The first conversation between Erdoğan and Kalkavan in the recording took place on April 16, 2013, five months before the Undersecretariat for Defense Industries (SSM) canceled the Milgem tender, which had been won by Koç Holding. After asking whether his company had bid for the Milgem project, Erdoğan asked Kalkavan to apply to the Prime Ministry Inspection Board, the Office of Prime Ministry’s Chief of Cabinet and the Prime Ministry’s Communication Center (BİMER), claiming that “full competition was not provided in the tender.”

The second conversation in the recording took place on Sept. 27, 2013, following the cancellation of the tender upon Kalkavan’s complaint.

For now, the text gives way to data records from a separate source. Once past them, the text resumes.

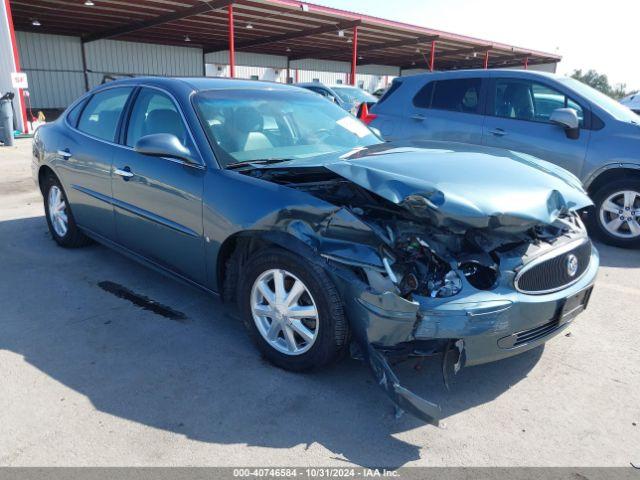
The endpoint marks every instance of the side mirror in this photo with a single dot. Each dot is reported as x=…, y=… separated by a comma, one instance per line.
x=568, y=119
x=163, y=145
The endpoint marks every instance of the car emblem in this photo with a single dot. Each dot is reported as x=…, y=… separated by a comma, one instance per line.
x=572, y=265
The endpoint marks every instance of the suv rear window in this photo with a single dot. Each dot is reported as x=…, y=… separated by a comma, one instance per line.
x=459, y=95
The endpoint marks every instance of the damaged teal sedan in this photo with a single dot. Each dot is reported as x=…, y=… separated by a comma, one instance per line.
x=327, y=239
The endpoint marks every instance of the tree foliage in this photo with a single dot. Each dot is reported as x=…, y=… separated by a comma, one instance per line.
x=599, y=81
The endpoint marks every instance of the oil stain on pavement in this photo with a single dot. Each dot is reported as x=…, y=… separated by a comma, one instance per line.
x=142, y=301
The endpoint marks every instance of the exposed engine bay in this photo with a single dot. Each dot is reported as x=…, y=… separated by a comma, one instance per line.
x=418, y=258
x=412, y=257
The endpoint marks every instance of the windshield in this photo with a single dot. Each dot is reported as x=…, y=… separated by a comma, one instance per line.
x=615, y=109
x=250, y=125
x=352, y=95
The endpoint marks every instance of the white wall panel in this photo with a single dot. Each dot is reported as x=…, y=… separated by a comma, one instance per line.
x=248, y=59
x=114, y=56
x=53, y=64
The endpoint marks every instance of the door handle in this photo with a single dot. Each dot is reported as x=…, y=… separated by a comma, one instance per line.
x=498, y=132
x=66, y=154
x=125, y=173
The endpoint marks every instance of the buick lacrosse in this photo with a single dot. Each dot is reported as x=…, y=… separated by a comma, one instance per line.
x=328, y=239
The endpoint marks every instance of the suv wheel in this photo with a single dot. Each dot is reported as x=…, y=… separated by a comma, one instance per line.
x=60, y=220
x=292, y=310
x=616, y=219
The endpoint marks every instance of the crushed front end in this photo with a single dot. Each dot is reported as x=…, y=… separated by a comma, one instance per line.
x=419, y=281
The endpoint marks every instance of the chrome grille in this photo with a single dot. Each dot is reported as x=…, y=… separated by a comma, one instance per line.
x=528, y=336
x=550, y=272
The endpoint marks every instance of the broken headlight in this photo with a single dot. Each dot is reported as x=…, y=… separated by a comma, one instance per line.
x=418, y=269
x=480, y=276
x=448, y=286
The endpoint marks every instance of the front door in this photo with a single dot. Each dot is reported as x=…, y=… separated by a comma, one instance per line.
x=157, y=200
x=519, y=112
x=86, y=151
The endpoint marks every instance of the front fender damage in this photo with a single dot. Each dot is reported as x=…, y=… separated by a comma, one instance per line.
x=393, y=267
x=376, y=319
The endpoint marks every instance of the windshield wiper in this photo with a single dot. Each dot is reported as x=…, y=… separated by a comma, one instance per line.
x=262, y=161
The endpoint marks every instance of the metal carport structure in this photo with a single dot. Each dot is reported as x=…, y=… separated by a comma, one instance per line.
x=290, y=28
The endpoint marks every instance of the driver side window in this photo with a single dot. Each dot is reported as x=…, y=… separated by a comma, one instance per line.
x=532, y=101
x=154, y=112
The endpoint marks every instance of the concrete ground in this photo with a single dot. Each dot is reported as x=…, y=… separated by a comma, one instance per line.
x=88, y=378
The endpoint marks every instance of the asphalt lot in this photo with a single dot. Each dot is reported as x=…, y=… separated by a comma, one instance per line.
x=88, y=378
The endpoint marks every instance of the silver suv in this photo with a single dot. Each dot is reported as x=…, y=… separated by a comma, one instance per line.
x=549, y=116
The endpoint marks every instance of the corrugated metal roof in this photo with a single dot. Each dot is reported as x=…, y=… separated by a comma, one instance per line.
x=276, y=27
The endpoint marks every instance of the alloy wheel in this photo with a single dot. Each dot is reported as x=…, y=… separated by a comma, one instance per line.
x=620, y=214
x=284, y=312
x=58, y=211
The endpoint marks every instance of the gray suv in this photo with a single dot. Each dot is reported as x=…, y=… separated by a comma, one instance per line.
x=552, y=117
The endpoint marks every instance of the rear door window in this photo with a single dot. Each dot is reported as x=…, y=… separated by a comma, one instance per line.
x=101, y=115
x=459, y=95
x=154, y=112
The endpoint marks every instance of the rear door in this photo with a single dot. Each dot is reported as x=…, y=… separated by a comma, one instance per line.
x=447, y=110
x=518, y=119
x=158, y=201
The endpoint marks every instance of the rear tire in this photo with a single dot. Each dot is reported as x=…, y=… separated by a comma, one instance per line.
x=322, y=340
x=62, y=225
x=616, y=217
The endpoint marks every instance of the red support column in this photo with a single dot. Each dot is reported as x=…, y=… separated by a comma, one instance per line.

The cancellation decision for the contract to produce six corvette ships was made at a meeting of the SSM, chaired by Erdoğan in August 2013.

Tanrıkulu questioned whether the instruction for changing the original project came from Erdoğan, whether the changes were made deliberately in order to increase the tender price that was originally envisioned as 800 million euros, and whether 200 million of 400 million euros – which was made up of the increase in the tender price – was transferred to the Service for Youth and Education Foundation of Turkey (TÜRGEV) as a donation.

TÜRGEV is a charity NGO that counts Bilal Erdoğan, the son of the prime minister, among its board members.

LPD necessity asked

In late December 2013, the SSM announced that Sedef Shipbuilding Yard had won the Landing Platform Dock (LPD) tender, revealing that Koç Holding’s RMK Marine, after also losing the Milgem project, had been left out.

Both Tanrıkulu and Oran questioned the necessity of certain changes to the LDP project, such as the change aimed at making F-35 fighter jet operations possible.

Oran asked whether the Turkish Armed Forces’ (TSK) inventory included F-35 fighter jets; whether there was a calendar for buying these kinds of airplanes, and what the envisioned delivery timeframe was.

“If there are no F-35 airplanes in the TSK’s inventory, then why was such a change made in the LPD project?” Oran asked. As of Feb. 27, the chief of SSM, Undersecretary for Defense Industries Murad Bayar, said Turkey was likely to start ordering F-35 fighter jets to be built by Lockheed Martin Corp (LMT.N) from 2015 onwards, adding that this would start with an initial two orders.